Es wäre schön, wenn diese Überlegungen jetzt zum 30. Juni des Jahres 2000 abgeschlossen werden könnten.

(Glocke)

Meine Damen und Herren! Das ist die letzte Debatte. Ich bitte um mehr Ruhe. Das Wort hat Herr Polle.

Allerdings ist die zögerliche Haltung des Senats sehr verständlich.Die Einnahmeeinbußen könnten beträchtlich sein. Sie wurden 1994 mit 6 Millionen DM beziffert. Diese Zahl scheint heute noch aktuell zu sein.Ein weiterer Grund des Zögerns könnte sein, daß man befürchtet, daß 1.-Klasse-Fahrgäste abwandern und wieder ins Auto umsteigen. Auch das ist ein unerwünschter Effekt, und es muß genau untersucht werden, in welchem Umfang dies zu befürchten wäre. Mir ist es sehr verständlich, daß S-Bahn-Kunden, die häufig lange Strecken zurücklegen, fürchten, daß sie auf ihre bisherige Bequemlichkeit verzichten müssen. Die SPD-Fraktion nimmt diese Bedenken ernst, aber wir meinen, daß die Vorteile überwiegen. Sie sind in unserem Antrag aufgelistet. Das Rennen der Fahrgäste zu den Türen der 2. Klasse würde aufhören, wenn jetzt vor ihnen unerwarteterweise die 1.Klasse hält.Das Gedrängel vor den Türen der 2.Klasse würde aufhören. Das Sitzplatzangebot für alle Fahrgäste würde insgesamt größer werden, und das Tarifsystem wird überschaubarer.Wenn in fahrgastarmen Zeiten erheblich mehr Kurzzüge eingesetzt werden könnten, weil das Platzangebot insgesamt zur Verfügung steht, könnten Kosten gespart werden, und das Sicherheitsgefühl der Fahrgäste könnte auch größer werden.

(Susanne Uhl REGENBOGEN – für eine neue Linke)

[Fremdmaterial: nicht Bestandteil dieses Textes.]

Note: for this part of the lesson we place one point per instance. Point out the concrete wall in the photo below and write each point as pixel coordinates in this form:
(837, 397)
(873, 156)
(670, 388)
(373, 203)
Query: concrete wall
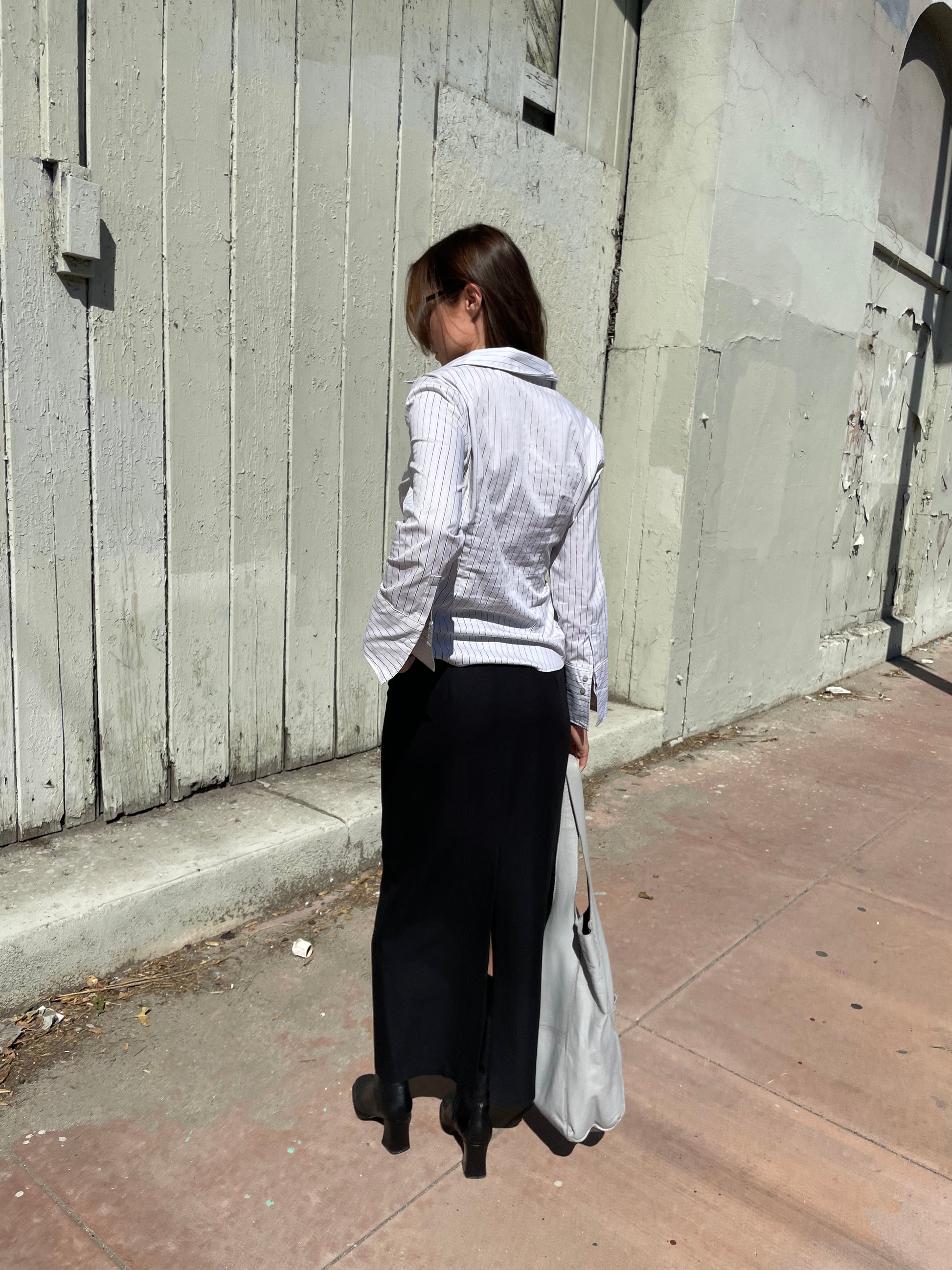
(204, 442)
(757, 163)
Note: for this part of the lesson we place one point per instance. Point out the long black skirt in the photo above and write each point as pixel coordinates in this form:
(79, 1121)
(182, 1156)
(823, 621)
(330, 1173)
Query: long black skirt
(473, 775)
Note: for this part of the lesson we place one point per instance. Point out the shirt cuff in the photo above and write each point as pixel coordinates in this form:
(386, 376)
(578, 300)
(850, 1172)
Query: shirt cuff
(587, 688)
(578, 686)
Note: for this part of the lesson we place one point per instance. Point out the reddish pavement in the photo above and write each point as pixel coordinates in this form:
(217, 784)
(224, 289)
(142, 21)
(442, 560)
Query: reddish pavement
(785, 1001)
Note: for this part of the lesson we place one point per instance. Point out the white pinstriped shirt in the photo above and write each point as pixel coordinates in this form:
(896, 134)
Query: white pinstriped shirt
(496, 558)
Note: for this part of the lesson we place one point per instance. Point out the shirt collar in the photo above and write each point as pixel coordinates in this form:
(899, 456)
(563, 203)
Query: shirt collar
(512, 360)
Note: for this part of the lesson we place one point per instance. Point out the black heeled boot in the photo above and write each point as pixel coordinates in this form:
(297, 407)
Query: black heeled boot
(390, 1104)
(465, 1114)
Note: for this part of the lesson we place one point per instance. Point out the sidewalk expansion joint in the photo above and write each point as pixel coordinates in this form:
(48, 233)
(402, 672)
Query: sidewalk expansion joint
(801, 1107)
(396, 1212)
(71, 1215)
(790, 903)
(893, 900)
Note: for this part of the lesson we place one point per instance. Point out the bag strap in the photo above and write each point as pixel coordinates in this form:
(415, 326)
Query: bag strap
(578, 803)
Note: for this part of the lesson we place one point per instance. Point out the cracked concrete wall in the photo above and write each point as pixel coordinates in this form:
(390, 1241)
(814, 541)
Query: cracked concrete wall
(757, 162)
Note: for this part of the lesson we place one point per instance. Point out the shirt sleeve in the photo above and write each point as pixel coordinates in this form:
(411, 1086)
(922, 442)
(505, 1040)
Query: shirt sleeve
(428, 537)
(579, 597)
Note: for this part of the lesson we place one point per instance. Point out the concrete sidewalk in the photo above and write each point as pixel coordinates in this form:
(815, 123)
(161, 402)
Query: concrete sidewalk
(785, 1000)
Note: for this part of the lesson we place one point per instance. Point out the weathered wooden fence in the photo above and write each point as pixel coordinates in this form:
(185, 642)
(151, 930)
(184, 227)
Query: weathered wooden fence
(204, 440)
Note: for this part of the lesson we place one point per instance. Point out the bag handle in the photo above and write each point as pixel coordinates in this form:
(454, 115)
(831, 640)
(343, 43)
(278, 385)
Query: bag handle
(578, 803)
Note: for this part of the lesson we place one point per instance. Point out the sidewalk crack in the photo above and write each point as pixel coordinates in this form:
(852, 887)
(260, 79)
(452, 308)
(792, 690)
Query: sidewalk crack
(71, 1215)
(761, 926)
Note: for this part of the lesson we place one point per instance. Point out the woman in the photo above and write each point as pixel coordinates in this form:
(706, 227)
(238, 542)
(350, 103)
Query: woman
(490, 630)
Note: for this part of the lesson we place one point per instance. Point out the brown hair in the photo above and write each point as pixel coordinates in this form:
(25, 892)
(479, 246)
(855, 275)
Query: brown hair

Es bleibt allerdings die Befürchtung der Einnahmeverluste. Sie kann nur durch Zuwachs an Fahrgästen ausgeglichen werden.Neue Fahrgäste gewinnt man durch guten Service, Pünktlichkeit, Sicherheit und Sauberkeit. Für Fahrkomfort würde die zusätzliche Kapazität der 1. Klasse sorgen. Wir müssen sehen, daß einige S-Bahn-Linien morgens zum Berufsverkehr an ihre Kapazitätsgrenze angelangt sind. Die Fahrgäste in der 2. Klasse stehen zum Teil wie Sardinen in der S-Bahn, und das führt nicht dazu, daß weitere Fahrgäste angelockt werden können. Eine größere Verteilung über den gesamten Zug könnte dafür sorgen, daß weitere Leute bewogen werden, auf ihr Auto zu verzichten und umzusteigen.

(Beifall bei der SPD)

Die Anschaffung neuer S-Bahn-Züge hat den Komfort erheblich erhöht. Sie sind schon im Einsatz. S-Bahnhöfe sind renoviert worden. Die Selbstabfertigung der S-Bahn-Züge sorgt für mehr Pünktlichkeit, und der Begleitservice der S-Bahn sorgt für mehr Sicherheit. So sind die Straftaten in den S-Bahnen 1998 um 40 Prozent zurückgegangen und 1999 noch einmal um 19 Prozent. Das alles sollte doch immer mehr Hamburger dazu bewegen umzusteigen.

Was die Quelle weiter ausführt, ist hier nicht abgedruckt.